Discussion Points and Questions
- Since this is Easter, the day of the resurrection, why talk about Christ’s suffering and death today? Answer that query on the basis of 1 Corinthians 2:1–5; Revelation 5:12; Romans 4:25.
- Occasionally Christians ask, “Why do we need the Old Testament now that the New Testament has come?” How does 1 Corinthians 15:1–8 answer the question? What does Isaiah 52:13–53:12, written about seven hundred years before Christ, teach us about Him?
- What is remarkable about the dialogue in Mark 15:1–39? (Hint: if you have a “red-letter Bible,” this is readily apparent.) What does this indicate to us about Christ’s Passion?
- How does Jesus’ “cry of dereliction” in Mark 15:34 serve as a key to understanding the ultimate significance of the entire Passion account? Revisit Isaiah 53:6–10 for insight.
- Jesus taught, “You therefore must be perfect, as your heavenly Father is perfect” (Matthew 5:48). Did He live out that teaching? See 1 Peter 2:22 and Hebrews 4:14–16. What is at stake in this question?
- According to Mark 15:32, what sort of Christ were the Jewish leaders looking for? What Old Testament passage about the Christ should the Jews have focused on? What is ironic about Mark 15:39, in which Jesus is declared “the Son of God”?
- According to 1 Corinthians 15:3–5, where does the news of Easter Sunday rank among all the things we will ever be told of in this life? What does 1 Corinthians 15:14–20 say would happen if Christ’s bodily resurrection from the tomb were just a myth?
- How does Mark 16:6–8, the angel’s message to the women and their reaction, parallel our own experience amid the changes and uncertainties of life?
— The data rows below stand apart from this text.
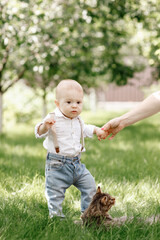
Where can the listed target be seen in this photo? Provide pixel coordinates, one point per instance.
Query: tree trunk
(44, 111)
(1, 111)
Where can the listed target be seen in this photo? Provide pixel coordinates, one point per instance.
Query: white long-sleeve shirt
(68, 133)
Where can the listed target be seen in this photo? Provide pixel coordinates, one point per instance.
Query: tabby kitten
(97, 212)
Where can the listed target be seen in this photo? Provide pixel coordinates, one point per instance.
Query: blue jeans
(61, 173)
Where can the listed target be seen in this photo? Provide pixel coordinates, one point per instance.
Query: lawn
(127, 167)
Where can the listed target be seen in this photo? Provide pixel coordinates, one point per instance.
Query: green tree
(12, 42)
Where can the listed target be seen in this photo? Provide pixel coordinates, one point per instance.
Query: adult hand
(113, 127)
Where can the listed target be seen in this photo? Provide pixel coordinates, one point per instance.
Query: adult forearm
(147, 108)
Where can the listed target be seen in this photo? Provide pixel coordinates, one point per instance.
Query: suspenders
(54, 135)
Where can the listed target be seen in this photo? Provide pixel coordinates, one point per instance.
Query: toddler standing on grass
(64, 133)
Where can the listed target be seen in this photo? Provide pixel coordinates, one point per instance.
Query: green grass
(126, 167)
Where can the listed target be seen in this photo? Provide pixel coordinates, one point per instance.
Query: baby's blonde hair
(67, 84)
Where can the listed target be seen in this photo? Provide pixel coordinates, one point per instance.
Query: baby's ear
(98, 190)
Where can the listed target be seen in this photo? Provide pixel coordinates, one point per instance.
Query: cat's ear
(98, 190)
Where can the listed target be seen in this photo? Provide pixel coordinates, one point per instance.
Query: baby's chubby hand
(101, 134)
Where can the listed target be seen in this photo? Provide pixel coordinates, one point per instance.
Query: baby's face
(70, 103)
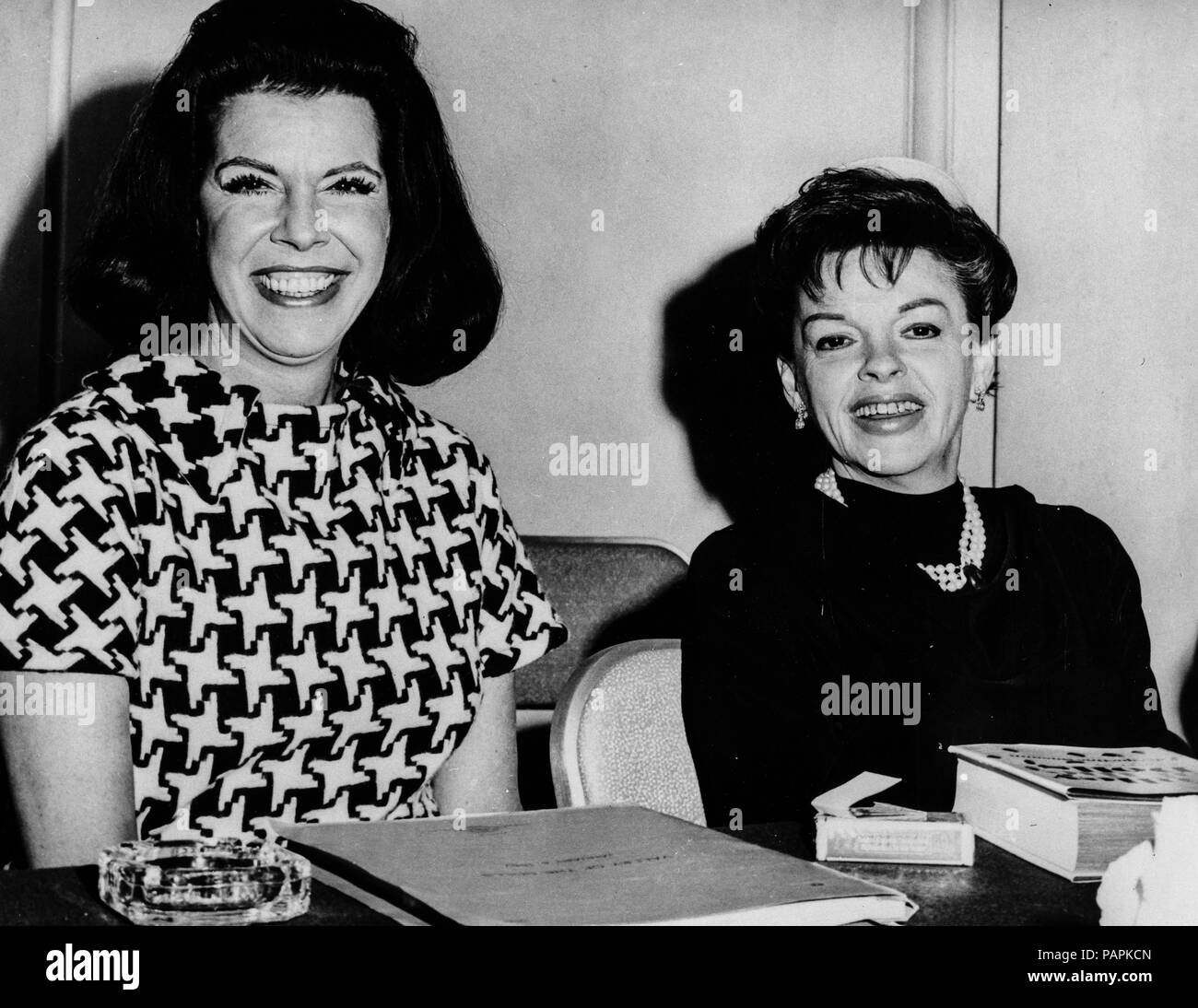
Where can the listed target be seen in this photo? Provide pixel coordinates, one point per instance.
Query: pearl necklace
(950, 577)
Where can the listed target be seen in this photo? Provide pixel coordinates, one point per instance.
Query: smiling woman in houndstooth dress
(294, 592)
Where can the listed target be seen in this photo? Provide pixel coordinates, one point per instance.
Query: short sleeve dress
(307, 601)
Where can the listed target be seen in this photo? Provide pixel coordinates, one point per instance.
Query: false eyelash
(244, 183)
(358, 183)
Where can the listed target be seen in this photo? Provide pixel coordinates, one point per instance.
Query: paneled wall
(684, 123)
(1100, 208)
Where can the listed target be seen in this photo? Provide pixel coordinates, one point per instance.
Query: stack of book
(1069, 809)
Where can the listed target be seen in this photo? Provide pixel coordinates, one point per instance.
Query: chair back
(607, 591)
(617, 733)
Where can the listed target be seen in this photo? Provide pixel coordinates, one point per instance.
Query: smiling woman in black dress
(891, 611)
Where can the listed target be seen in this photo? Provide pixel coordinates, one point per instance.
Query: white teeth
(296, 284)
(887, 408)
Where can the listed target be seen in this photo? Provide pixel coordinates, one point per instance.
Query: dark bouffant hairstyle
(143, 255)
(883, 219)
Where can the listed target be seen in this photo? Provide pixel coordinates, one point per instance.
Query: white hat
(910, 168)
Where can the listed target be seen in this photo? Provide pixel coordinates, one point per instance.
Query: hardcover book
(1069, 809)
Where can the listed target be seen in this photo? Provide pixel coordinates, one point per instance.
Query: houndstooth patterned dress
(307, 600)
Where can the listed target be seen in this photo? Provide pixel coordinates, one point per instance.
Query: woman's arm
(480, 776)
(751, 744)
(72, 780)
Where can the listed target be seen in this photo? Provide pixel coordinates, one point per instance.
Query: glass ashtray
(226, 881)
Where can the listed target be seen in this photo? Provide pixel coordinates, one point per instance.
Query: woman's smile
(887, 416)
(295, 287)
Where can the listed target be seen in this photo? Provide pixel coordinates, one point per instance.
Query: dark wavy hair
(883, 219)
(143, 255)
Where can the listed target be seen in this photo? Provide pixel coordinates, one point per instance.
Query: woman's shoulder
(430, 439)
(1074, 532)
(763, 556)
(87, 428)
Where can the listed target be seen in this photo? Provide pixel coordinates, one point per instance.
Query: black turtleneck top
(815, 649)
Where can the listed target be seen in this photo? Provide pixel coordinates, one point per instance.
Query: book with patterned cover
(1075, 771)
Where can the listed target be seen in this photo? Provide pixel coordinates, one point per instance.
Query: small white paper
(839, 801)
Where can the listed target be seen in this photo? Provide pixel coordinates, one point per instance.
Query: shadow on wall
(720, 380)
(36, 377)
(1189, 703)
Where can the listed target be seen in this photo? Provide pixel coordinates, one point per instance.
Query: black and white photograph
(599, 463)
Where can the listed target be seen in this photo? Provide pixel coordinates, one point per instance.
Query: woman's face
(882, 370)
(295, 220)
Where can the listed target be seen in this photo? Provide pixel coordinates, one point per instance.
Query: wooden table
(999, 888)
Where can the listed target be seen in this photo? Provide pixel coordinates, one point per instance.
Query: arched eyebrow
(817, 315)
(910, 305)
(358, 165)
(258, 165)
(270, 169)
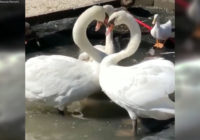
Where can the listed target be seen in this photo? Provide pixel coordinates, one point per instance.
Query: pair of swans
(59, 80)
(143, 89)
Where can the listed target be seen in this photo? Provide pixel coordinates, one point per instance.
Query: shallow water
(102, 119)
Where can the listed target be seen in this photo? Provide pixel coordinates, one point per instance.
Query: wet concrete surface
(102, 119)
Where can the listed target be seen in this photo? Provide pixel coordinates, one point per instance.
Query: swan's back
(59, 77)
(145, 86)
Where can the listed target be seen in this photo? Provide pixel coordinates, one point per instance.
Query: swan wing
(57, 76)
(145, 85)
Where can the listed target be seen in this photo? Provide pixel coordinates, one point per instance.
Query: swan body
(59, 80)
(161, 31)
(141, 89)
(109, 47)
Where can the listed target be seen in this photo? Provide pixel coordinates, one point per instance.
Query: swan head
(109, 9)
(118, 18)
(155, 18)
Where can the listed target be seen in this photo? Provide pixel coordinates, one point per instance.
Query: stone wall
(167, 4)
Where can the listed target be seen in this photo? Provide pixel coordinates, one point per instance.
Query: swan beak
(154, 21)
(98, 26)
(106, 21)
(109, 29)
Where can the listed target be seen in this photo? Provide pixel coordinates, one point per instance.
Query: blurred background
(12, 54)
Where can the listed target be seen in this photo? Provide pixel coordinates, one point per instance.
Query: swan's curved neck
(157, 22)
(80, 37)
(109, 45)
(135, 39)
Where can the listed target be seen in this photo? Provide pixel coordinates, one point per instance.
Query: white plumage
(141, 89)
(59, 80)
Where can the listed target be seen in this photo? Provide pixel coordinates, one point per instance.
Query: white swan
(161, 31)
(141, 89)
(108, 48)
(59, 80)
(193, 13)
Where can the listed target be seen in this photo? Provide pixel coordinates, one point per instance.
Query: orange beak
(106, 21)
(98, 26)
(109, 29)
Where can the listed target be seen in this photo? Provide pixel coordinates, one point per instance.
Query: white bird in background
(161, 32)
(141, 89)
(194, 14)
(59, 80)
What kind of encouragement are we given in 2 Corinthians 4:13–18 and John 20:29–31?
- The word torn is common to both Mark 1:9–11 and Mark 15:37–38. What connection might this make? What was significant about the curtain in the temple? How do Galatians 3:26–27 and Romans 6:3–4 connect us to Christ’s Baptism and death?
- Simon of Cyrene was just a passerby on the day of Christ’s crucifixion, but God changed his plan and made him the bearer of Christ’s cross (Mark 15:21). What does bearing the cross mean for Christians today? See Mark 8:34–38; 1 Peter 2:21–25; Galatians 2:20–21.
For Next Week
Read John 21:1–19 to prepare for the next lesson. As we continue to celebrate the Easter season, we will study one of Christ’s post-resurrection appearances to His disciples. We will focus on the key point that “We are all like Peter in our words and actions, denying our Lord and weeping bitterly over what we have done. We are in need of the same comfort that Peter received—the comfort of sins forgiven and the assurance that even though we are faithless, Jesus will remain faithful.”